Serotonin (5-HT) is synthesized in dorsal and median raphe nuclei and acts via seven receptor subtypes to regulate mood, sleep, appetite, and sexual function. Serotonergic neurons fire according to sleep-wake cycles and arousal state. SSRIs block reuptake, increasing synaptic 5-HT. Serotonin dysfunction is implicated in depression, anxiety, and OCD.
Map raphe projections to cortex, limbic system, and brainstem. Compare 5-HT receptor distribution with behavioral functions.
Low serotonin causes depression—the relationship is more complex. SSRIs directly make people happy—they shift long-term network properties.
From your understanding of serotonin's role in emotion regulation and the basics of synaptic transmission, you know that neurotransmitters modulate emotional states and that synaptic signaling involves release, receptor binding, and reuptake. The serotonin system (also called the 5-HT system, from 5-hydroxytryptamine) is one of the brain's most widespread neuromodulatory networks. Despite originating from a remarkably small number of neurons — roughly 300,000 in the human brain, clustered in the raphe nuclei of the brainstem — serotonergic axons project to virtually every region of the central nervous system, giving this tiny population an outsized influence on brain function.
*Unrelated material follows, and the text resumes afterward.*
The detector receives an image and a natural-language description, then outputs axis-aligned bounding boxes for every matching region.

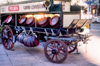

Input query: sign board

Serotonin is synthesized from the amino acid tryptophan in a two-step process: tryptophan hydroxylase (the rate-limiting enzyme) converts tryptophan to 5-hydroxytryptophan, which is then decarboxylated to serotonin. The raphe nuclei are divided into two major groups with distinct projection targets. The dorsal raphe projects primarily to the cerebral cortex, basal ganglia, and limbic structures (amygdala, hippocampus), influencing mood, cognition, and reward processing. The median raphe projects heavily to the hippocampus and septum, playing a larger role in memory and anxiety regulation. Serotonergic neurons have a distinctive firing pattern: they fire slowly and regularly during waking, decrease during quiet rest, and fall nearly silent during REM sleep — making serotonin a signal of wakefulness and behavioral arousal rather than a simple "happiness chemical."
What makes the serotonin system extraordinarily complex is its receptor diversity. There are seven families of 5-HT receptors (5-HT₁ through 5-HT₇), comprising at least 14 distinct subtypes. All except 5-HT₃ (which is a ligand-gated ion channel) are metabotropic GPCRs, each coupled to different intracellular signaling cascades. The 5-HT₁A receptor is inhibitory and serves as both an autoreceptor on raphe neurons (providing negative feedback to reduce serotonin release) and a postsynaptic receptor in the hippocampus and cortex. The 5-HT₂A receptor is excitatory and densely expressed in the cortex — it is the primary target of psychedelic drugs like LSD and psilocybin. The 5-HT₃ receptor mediates fast excitation in the gut and brainstem vomiting centers. This receptor diversity means that serotonin does not have a single "effect" — it can excite or inhibit, act fast or slow, and produce completely different outcomes depending on which receptor subtype is present on the target neuron.
SSRIs (selective serotonin reuptake inhibitors), the most commonly prescribed antidepressants, work by blocking the serotonin transporter (SERT) that normally clears serotonin from the synaptic cleft back into the presynaptic terminal. This increases the concentration and duration of serotonin signaling at postsynaptic receptors. However, the therapeutic effect of SSRIs takes 2-4 weeks to develop, even though serotonin levels rise within hours of the first dose. This delay reveals that SSRIs do not work simply by "increasing serotonin." Instead, the sustained elevation of synaptic serotonin gradually triggers downstream adaptations: 5-HT₁A autoreceptors desensitize (removing the brake on serotonin release), postsynaptic receptor expression remodels, and neurotrophic factors like BDNF increase, promoting synaptic plasticity and neurogenesis in the hippocampus. The therapeutic effect emerges from this slow network-level reorganization, not from the immediate pharmacological action — which is why the simplistic "chemical imbalance" narrative of depression, while useful as a metaphor, does not capture the actual neurobiology.